Untuk maju ke Pilkada dengan status petahan, tentu pak Ahok menggunakan prestasi tersebut sebagai modal. Bahkan PDIP dan bu Mega yang sebelumnya seakan ragu mau mengusung siapa, akhirnya menggandeng pak Ahok.

Meski prestasi segudang dan didukung partai besar, tidak membuat pak Ahok sebagai petahan lancar-lancar saja menuju DKI 1 untuk yang kedua kali. Isu nonmuslim (saya lebih suka memakai istilah nonmuslim daripada istilah kafir) gaya bicara yang meledak-ledak, emosional dan yang terbaru isu pelecehan kitab suci Al-Qur'an,  seolah menenggelamkan prestasi yang bahkan tidak dicapai oleh Gubernur sebelumnya yang muslim. Bukannya saya membela pak Ahok, saya hanya mencoba berusaha menjaga sikap agar tidak mudah terpancing, tetap bisa bersikap adil dan tidak langsung memvonis. Saya berkhusnudzon saja kalau pak Ahok melecehkan Al-Maidah karena ketidaktahuan beliau tentang makna Alquran khususnya Al-Maaidah ayat 51, bukankah beliau non muslim? mana mungkin faham kitab suci yang bukan agamanya. Jujur saja kita sebagai umat islam pun belum tentu faham betul terhadap kitab suci kita sendiri, ini termasuk saya :(.

Mengenai pidato pak Ahok dan surat Al-Maaidah ayat 51 dan hubungannya dengan Pilkada DKI, saya sangat sepaham dengan Gus M Dawud Arif Khan, PP Al-Arifin Denanyar Jombang yang sekarang bedomisili di Jakarta. Beliau dawuh:

"Saya sepakat bahwa salah satu pedoman kita dalam memilih pemimpin adalah surah al-Maaidah ayat 51. Itu adalah salah satu rujukan yang harus dijadikan dasar oleh umat Islam. 

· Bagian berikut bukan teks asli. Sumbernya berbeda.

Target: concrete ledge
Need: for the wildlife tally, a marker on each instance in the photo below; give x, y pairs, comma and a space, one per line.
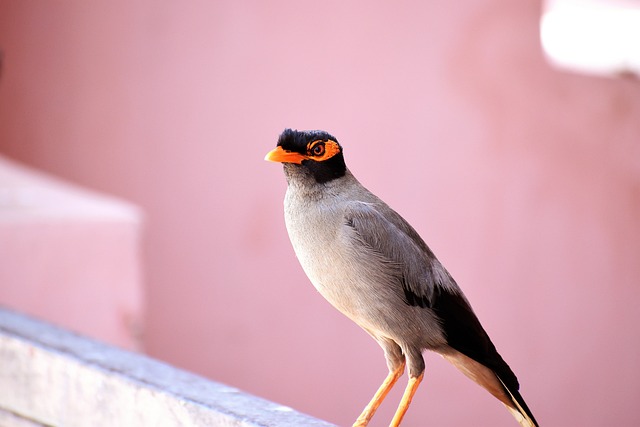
49, 376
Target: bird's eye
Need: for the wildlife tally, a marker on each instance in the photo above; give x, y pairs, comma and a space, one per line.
318, 149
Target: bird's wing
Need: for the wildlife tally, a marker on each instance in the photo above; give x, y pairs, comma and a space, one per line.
382, 232
425, 282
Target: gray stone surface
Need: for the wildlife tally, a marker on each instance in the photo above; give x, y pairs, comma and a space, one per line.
49, 376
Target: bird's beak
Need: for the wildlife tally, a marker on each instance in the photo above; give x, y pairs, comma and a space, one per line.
278, 154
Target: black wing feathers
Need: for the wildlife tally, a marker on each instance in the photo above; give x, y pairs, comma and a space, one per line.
423, 279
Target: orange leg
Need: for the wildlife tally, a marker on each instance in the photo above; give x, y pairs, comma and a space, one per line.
412, 386
382, 392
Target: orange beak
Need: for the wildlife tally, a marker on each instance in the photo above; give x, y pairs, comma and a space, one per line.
278, 154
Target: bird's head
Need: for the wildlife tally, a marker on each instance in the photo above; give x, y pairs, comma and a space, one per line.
312, 153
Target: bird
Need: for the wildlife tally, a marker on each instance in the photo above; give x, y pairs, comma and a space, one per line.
372, 266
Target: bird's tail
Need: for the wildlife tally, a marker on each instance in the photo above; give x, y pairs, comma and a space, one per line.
489, 380
519, 408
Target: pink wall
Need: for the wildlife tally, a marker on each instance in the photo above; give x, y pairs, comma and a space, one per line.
524, 180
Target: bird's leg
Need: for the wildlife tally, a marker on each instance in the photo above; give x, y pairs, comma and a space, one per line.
412, 386
382, 392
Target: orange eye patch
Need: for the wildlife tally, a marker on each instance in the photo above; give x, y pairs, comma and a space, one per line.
322, 150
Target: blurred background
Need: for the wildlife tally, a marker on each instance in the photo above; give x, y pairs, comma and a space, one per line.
524, 178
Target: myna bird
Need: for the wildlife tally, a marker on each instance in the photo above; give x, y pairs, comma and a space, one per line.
371, 265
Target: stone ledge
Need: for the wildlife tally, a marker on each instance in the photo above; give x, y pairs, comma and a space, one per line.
50, 376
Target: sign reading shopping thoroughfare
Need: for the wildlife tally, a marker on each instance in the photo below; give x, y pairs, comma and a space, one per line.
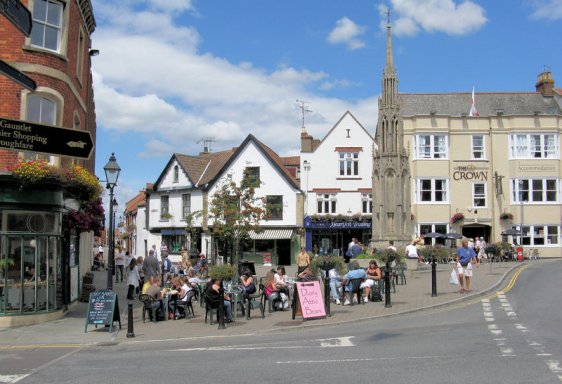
18, 14
26, 136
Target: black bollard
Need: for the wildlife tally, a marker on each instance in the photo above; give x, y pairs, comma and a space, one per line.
387, 303
130, 331
327, 293
433, 277
221, 307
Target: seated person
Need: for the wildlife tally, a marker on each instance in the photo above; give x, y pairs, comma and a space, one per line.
374, 275
214, 299
281, 280
356, 272
153, 290
279, 299
335, 283
247, 280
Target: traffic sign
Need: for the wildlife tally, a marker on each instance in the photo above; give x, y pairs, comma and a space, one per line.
17, 76
25, 136
18, 14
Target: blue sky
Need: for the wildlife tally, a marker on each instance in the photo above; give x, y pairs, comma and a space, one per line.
171, 72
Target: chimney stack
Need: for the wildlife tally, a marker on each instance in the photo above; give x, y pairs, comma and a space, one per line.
545, 84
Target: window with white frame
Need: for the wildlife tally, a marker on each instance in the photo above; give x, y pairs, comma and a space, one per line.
326, 202
427, 228
431, 190
535, 190
367, 202
47, 24
40, 109
349, 163
431, 147
185, 205
479, 195
540, 234
533, 146
164, 206
478, 147
176, 174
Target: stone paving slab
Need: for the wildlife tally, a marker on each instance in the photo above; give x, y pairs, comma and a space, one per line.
414, 296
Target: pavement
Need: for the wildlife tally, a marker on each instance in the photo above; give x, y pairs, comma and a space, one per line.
413, 296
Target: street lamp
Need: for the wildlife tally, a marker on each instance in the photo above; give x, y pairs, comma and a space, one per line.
112, 171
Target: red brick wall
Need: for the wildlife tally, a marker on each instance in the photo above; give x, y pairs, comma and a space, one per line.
13, 50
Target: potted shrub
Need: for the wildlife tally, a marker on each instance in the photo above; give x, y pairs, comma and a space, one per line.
325, 263
457, 218
222, 272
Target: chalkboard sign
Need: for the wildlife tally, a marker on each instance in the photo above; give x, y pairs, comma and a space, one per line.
309, 300
103, 309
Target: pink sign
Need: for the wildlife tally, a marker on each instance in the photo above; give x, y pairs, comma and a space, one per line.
311, 300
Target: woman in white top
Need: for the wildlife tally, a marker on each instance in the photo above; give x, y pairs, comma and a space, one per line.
133, 279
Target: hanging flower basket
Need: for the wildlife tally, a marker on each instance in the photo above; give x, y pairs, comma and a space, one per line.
457, 218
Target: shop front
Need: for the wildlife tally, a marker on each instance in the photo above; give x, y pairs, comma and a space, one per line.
332, 237
32, 280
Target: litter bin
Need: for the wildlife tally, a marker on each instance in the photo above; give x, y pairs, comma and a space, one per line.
243, 264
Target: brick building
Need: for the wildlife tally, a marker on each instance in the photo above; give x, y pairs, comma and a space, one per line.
57, 56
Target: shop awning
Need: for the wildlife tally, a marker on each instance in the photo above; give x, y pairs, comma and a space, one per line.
174, 231
272, 234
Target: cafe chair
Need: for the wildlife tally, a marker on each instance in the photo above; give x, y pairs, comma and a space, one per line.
255, 299
148, 306
355, 290
210, 311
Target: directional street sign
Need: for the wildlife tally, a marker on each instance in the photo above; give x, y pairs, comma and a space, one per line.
17, 76
18, 14
26, 136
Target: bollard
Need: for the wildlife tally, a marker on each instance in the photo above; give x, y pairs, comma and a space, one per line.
387, 302
433, 277
130, 331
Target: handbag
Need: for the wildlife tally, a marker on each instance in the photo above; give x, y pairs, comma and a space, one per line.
454, 280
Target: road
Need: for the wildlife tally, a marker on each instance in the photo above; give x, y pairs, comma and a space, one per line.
507, 337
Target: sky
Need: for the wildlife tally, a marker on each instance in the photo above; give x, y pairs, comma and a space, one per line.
173, 72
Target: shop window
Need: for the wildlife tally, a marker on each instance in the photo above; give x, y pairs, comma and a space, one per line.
327, 203
367, 202
274, 207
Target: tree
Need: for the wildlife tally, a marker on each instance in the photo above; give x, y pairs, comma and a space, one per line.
236, 211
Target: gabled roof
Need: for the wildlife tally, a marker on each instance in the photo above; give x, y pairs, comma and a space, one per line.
132, 205
206, 168
270, 154
337, 123
487, 104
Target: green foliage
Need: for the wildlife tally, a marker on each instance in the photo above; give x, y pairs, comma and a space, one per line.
326, 263
439, 252
222, 272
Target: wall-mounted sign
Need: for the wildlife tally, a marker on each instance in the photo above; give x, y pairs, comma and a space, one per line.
470, 172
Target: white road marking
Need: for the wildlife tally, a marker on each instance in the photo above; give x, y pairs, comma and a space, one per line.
12, 378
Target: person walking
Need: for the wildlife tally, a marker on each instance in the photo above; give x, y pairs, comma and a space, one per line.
120, 264
466, 256
303, 260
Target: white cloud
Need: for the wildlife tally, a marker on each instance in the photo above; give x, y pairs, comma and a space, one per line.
547, 9
448, 16
347, 32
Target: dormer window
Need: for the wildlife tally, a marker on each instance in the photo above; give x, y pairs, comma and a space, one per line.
176, 173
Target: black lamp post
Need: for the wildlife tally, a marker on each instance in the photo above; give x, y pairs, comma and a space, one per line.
112, 171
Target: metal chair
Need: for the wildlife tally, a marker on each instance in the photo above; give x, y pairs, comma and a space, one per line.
148, 306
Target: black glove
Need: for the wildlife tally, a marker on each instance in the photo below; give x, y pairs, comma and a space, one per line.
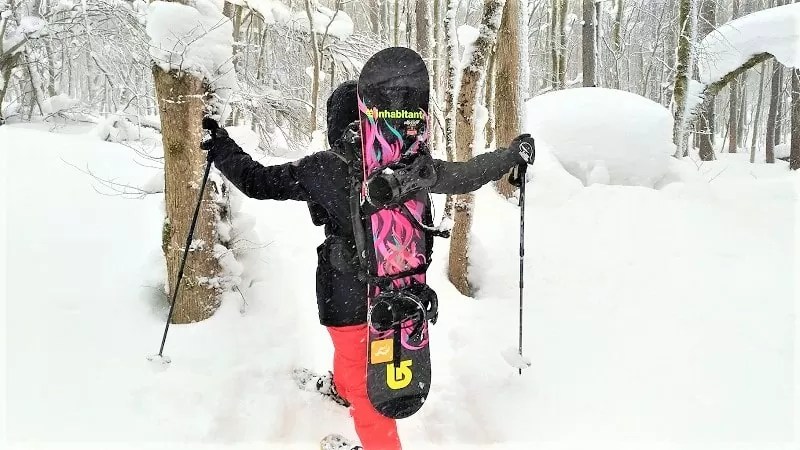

Namun, saya tidak sepakat bahwa ayat itu digunakan untuk menghina atau menistakan orang yang berbeda pandangan, apalagi untuk menvonis muslim lain sebagai kafir hanya karena beda penafsiran. Yang ini tidak diajarkan oleh Nabi SAW.

Lebih jauh lagi, bila yang terpilih dalam suatu pemilihan yang adil adalah orang non-muslim misalnya, maka umat Islam harus menghormati hasil tersebut, karena di negeri ini kita telah berkonsensus bahwa setiap warga negara RI punya hak untuk memilih dan dipilih.

Di London walikotanya muslim, meski penduduknya mayoritas non-muslim, demikian pula di Amsterdam. Di Indonesia, beberapa pemimpin daerah adalah non-muslim tanpa perlu ada gejolak.

Perlakuan kita kepada pemimpin harus proporsional, sebagaimana kita juga mereka orang non-muslim bisa menghargai bila yang terpilih memimpin di daerah mereka adalah orang muslim.

Wa Allah A'lam "

Dan sehubungan dengan kasus ini , pak Ahok telah menyampaikan permintaan maaf, sudah sepatutnya sebagai muslim sejati kita membuka kelapangan hati untuk memaafkan serta mampu memungut hikmah dari peristiwa ini.

***

Disini saya tuliskan beberapa prestasi pak Ahok, dari berbagai sumber.

*Pemberantasan Korupsi

Sebelumnya para tikus kantor dan tikus negara bebas merdeka menggerogoti pundi-pundi uang rakyat dengan dalih berbagai proyek yang bisa direkayasa. melalui Proyek di APBD dan APBN yang ada di Pemprov DKI. . Penjahat-penjahat berdasi tersebut sebelumnya bisa berpesta terus menerus. Semenjak Ahok menjadi Gubernur DKI, sudah banyak pejabat pemprov penggerogot proyek tersebut yang di ajukan Ahok ke KPK, ada juga yang di non “ Jobkan” , dan untuk meningkatkan kinerja dan mengurangi Korupsi , Ahok juga Kemudian mengadakan lelang jabatan Camat, Lurah dan Kepala Sekolah yang targetnya setidak tidaknya membuat takut oknum pejabat pemrov bemain main dengan anggaran dan pelayanan publik bertambah baik .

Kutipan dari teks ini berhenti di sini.